Monday, June 28, 2010

“Why Friedrich Hayek Is Making a Comeback”

The WSJ article “Why Friedrich Hayek Is Making a Comeback” makes the point that “With the failure of Keynesian stimulus, the late Austrian economist's ideas on state power and crony capitalism are getting a new hearing”. Consider these four important ideas Hayek championed:

First, he and fellow Austrian School economists such as Ludwig Von Mises argued that the economy is more complicated than the simple Keynesian story. Boosting aggregate demand by keeping school teachers employed will do little to help the construction workers and manufacturing workers who have born the brunt of the current downturn…

Second, Hayek highlighted the Fed's role in the business cycle. Former Fed Chairman Alan Greenspan's artificially low rates of 2002-2004 played a crucial role in inflating the housing bubble and distorting other investment decisions. Current monetary policy postpones the adjustments needed to heal the housing market.

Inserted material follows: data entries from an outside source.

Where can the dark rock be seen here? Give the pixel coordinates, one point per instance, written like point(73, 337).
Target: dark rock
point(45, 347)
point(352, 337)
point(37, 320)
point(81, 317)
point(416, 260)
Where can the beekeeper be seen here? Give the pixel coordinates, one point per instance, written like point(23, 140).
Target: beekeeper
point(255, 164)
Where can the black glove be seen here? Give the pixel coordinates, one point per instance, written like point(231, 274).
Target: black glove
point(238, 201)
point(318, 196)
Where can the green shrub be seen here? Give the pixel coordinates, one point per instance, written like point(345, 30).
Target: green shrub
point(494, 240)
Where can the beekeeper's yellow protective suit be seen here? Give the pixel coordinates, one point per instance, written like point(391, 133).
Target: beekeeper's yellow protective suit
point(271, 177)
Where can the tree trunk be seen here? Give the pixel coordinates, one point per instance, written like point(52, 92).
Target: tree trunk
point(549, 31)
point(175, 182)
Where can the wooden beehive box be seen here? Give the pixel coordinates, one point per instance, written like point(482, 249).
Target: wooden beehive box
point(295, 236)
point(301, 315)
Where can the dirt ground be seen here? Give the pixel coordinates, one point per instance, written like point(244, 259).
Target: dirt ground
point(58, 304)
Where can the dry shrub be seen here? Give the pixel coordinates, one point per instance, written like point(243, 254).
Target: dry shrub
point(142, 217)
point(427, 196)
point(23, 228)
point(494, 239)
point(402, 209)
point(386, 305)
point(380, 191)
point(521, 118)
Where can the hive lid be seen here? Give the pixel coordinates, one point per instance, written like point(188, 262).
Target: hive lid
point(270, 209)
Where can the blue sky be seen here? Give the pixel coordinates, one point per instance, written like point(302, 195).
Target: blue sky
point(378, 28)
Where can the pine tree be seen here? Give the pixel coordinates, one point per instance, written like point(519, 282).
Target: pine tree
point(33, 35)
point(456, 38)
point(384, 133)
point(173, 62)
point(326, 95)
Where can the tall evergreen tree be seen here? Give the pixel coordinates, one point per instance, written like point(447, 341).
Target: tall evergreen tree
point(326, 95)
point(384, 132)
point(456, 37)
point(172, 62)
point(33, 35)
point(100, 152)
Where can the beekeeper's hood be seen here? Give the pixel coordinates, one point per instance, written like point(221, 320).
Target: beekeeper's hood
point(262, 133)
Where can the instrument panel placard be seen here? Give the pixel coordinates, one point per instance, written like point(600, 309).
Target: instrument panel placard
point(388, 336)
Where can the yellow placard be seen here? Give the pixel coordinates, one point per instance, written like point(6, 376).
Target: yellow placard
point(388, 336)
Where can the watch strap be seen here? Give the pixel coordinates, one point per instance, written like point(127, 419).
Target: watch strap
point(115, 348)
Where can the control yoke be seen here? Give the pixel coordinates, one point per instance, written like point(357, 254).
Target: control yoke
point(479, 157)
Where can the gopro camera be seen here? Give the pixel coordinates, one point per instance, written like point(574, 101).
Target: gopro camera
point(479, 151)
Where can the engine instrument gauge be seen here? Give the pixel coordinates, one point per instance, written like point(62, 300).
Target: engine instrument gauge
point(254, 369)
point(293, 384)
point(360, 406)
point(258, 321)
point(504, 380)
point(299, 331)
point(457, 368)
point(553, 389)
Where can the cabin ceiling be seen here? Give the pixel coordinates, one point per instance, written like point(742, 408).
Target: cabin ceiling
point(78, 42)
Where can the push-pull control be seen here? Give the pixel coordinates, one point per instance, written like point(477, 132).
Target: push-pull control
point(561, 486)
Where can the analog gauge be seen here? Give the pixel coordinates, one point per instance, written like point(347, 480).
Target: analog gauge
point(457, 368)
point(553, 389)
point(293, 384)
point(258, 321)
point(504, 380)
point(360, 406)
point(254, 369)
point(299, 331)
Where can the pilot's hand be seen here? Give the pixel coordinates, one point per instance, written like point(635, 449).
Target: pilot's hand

Third, as Hayek contended in "The Road to Serfdom," political freedom and economic freedom are inextricably intertwined. In a centrally planned economy, the state inevitably infringes on what we do, what we enjoy, and where we live…  Economic control becomes political control.

Even when the state tries to steer only part of the economy in the name of the "public good," the power of the state corrupts those who wield that power…  Crony capitalism shouldn't be confused with the real thing.

The fourth timely idea of Hayek's is that order can emerge not just from the top down but from the bottom up. The American people are suffering from top-down fatigue. President Obama has expanded federal control of health care. He'd like to do the same with the energy market. Through Fannie and Freddie, the government is running the mortgage market. It now also owns shares in flagship American companies. The president flaunts the rule of law by extracting promises from BP rather than letting the courts do their job. By increasing the size of government, he has left fewer resources for the rest of us to direct through our own decisions.

Hayek also “understood that the opposite of top-down collectivism was not selfishness and egotism.”